SSc patients had a high IR of vertebral and hip fractures, especially those who were female, older, used a high dose of corticosteroid or experienced bowel dysmotility.
确定系统性硬化症(SSc)患者的骨质疏松性骨折(OFs)发生率(IR)和相关风险因素。

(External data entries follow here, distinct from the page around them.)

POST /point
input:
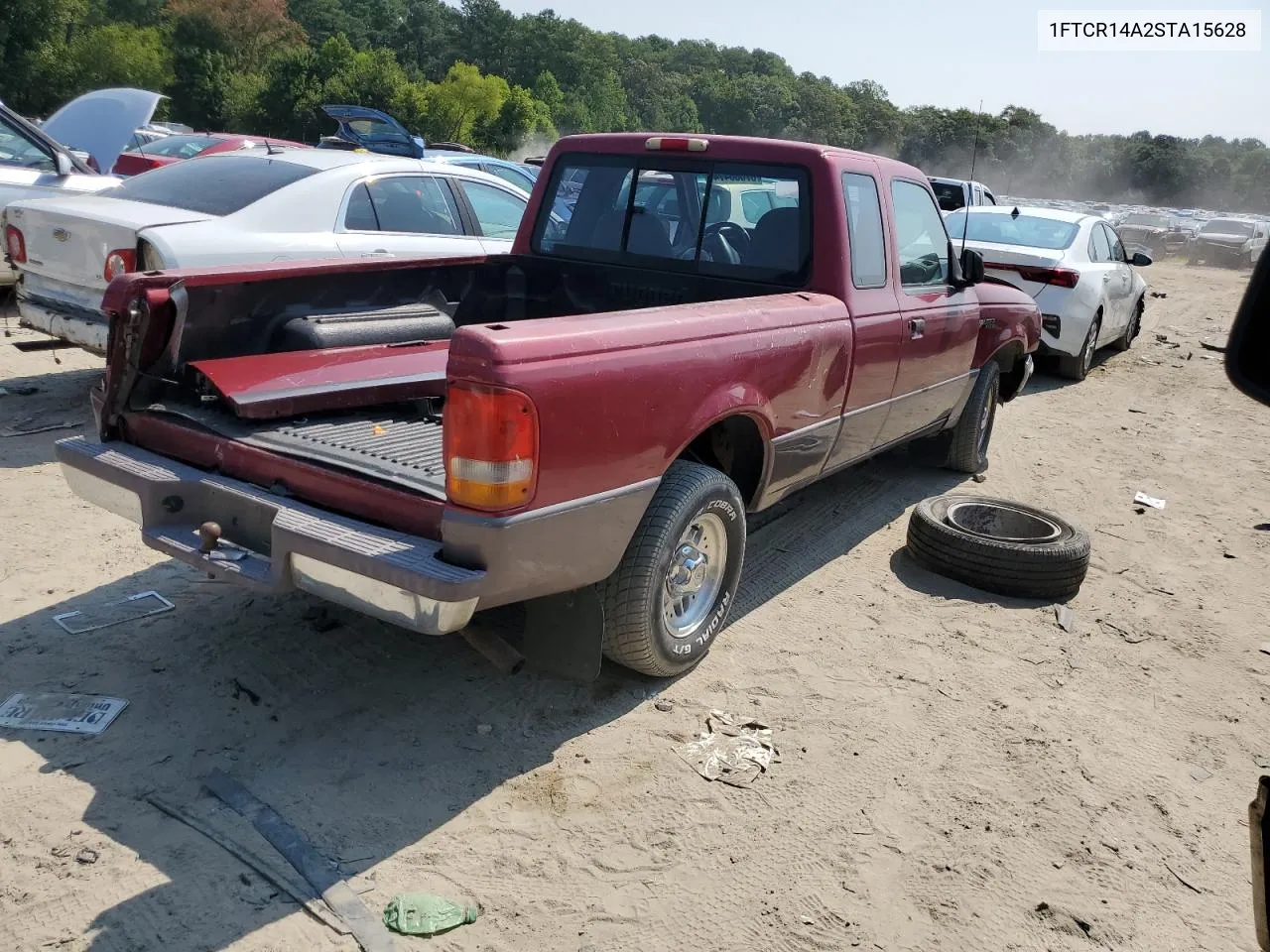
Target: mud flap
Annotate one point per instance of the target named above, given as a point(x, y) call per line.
point(1259, 830)
point(564, 635)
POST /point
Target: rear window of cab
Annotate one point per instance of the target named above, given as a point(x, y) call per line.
point(212, 184)
point(734, 220)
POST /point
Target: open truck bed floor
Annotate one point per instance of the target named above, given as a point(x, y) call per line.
point(397, 444)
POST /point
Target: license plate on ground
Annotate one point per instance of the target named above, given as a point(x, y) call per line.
point(72, 714)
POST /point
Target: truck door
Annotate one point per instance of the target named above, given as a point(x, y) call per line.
point(875, 320)
point(940, 322)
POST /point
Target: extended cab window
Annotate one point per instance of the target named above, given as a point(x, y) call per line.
point(686, 214)
point(920, 236)
point(864, 230)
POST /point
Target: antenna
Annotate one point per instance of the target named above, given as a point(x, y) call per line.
point(974, 155)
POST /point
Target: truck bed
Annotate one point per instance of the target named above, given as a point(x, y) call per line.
point(399, 444)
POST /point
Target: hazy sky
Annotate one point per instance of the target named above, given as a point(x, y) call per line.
point(951, 54)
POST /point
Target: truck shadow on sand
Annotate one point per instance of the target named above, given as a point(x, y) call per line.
point(39, 402)
point(830, 518)
point(366, 738)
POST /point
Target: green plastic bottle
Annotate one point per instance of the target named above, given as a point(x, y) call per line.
point(425, 914)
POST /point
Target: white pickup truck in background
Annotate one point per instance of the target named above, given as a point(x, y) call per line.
point(960, 193)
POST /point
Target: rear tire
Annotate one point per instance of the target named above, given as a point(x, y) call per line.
point(676, 584)
point(973, 430)
point(1052, 569)
point(1079, 367)
point(1125, 340)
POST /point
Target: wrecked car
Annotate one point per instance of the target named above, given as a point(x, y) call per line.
point(1229, 241)
point(40, 162)
point(1155, 234)
point(589, 429)
point(240, 207)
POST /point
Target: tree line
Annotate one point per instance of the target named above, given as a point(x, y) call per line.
point(507, 84)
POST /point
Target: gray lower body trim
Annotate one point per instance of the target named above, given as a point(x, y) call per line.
point(418, 583)
point(550, 549)
point(276, 543)
point(826, 445)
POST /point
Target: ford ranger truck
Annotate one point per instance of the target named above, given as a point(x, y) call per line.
point(581, 424)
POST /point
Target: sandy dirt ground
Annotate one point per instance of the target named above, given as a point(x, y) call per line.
point(955, 772)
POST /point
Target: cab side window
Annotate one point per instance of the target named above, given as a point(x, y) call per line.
point(864, 231)
point(921, 239)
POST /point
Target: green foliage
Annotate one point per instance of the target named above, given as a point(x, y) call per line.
point(463, 100)
point(480, 73)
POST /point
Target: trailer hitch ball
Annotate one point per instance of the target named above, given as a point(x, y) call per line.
point(209, 534)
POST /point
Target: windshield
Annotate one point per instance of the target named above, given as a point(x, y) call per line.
point(949, 194)
point(176, 146)
point(725, 218)
point(1025, 230)
point(1151, 221)
point(216, 184)
point(1227, 226)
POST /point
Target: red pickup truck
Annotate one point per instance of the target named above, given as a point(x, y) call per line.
point(686, 330)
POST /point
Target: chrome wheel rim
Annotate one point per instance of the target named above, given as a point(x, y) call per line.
point(987, 518)
point(695, 576)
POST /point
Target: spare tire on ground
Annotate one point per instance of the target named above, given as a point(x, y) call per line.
point(1000, 546)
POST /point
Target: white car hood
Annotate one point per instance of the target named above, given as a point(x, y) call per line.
point(102, 122)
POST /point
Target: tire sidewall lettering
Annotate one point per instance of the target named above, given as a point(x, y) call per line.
point(698, 642)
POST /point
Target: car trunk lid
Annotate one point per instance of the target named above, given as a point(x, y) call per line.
point(67, 240)
point(1030, 270)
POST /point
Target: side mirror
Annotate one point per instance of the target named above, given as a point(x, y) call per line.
point(971, 267)
point(1247, 350)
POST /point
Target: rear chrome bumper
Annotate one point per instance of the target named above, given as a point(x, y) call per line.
point(276, 543)
point(80, 326)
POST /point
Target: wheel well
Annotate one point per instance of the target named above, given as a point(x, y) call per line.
point(735, 447)
point(1010, 358)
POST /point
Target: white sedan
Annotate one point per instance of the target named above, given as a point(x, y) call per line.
point(241, 208)
point(63, 155)
point(1075, 266)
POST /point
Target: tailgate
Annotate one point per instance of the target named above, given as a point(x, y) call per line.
point(1016, 266)
point(67, 239)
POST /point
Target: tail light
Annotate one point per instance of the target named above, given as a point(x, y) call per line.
point(119, 262)
point(490, 444)
point(16, 245)
point(1058, 277)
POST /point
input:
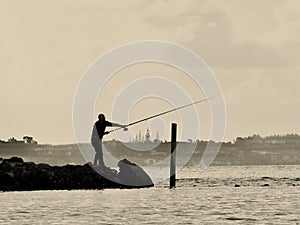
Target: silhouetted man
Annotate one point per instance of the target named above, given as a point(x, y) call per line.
point(97, 135)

本研究采用了台湾全民健康保险数据库进行队列研究。纳入了 SSc 患者和年龄、性别相匹配的无 SSc 对照者。主要终点为 OF 的首次发生。采用 Cox 比例风险模型分析 SSc 队列中 OFs 的风险因素。
在 1712 例 SSc 患者(77.8%为女性,平均年龄 50.3 岁)中,中位随访时间为 5.2 年,54 例发生了椎体骨折,17 例发生了髋部骨折,7 例发生了桡骨骨折(IR:分别为 6.99、2.18 和 0.90/1000 人年)。与对照组相比,SSc 患者的骨折发生率比值(IRR)(95%CI)分别为椎体骨折 1.78(1.30 至 2.39,p<0.001),髋部骨折 1.89(1.05 至 3.22,p=0.026)。女性患者的整体 OFs 发生率比值(IRR)为 1.74(1.32 至 2.27,p<0.001),男性为 1.06(0.33 至 2.66,p=0.856)。SSc 患者发生髋部骨折的年龄较小(67.2 岁比 75.2 岁,p=0.005),且椎体骨折的 1 年死亡率较高(13%比 3%,p=0.006)。多变量 Cox 回归分析表明,年龄较大、女性、每日泼尼松龙当量>7.5mg 以及用静脉用甲氧氯普胺治疗肠道动力障碍与 OF 相关。
SSc 患者椎体和髋部骨折的发生率较高,尤其是女性、年龄较大、使用大剂量皮质类固醇或有肠道动力障碍的患者。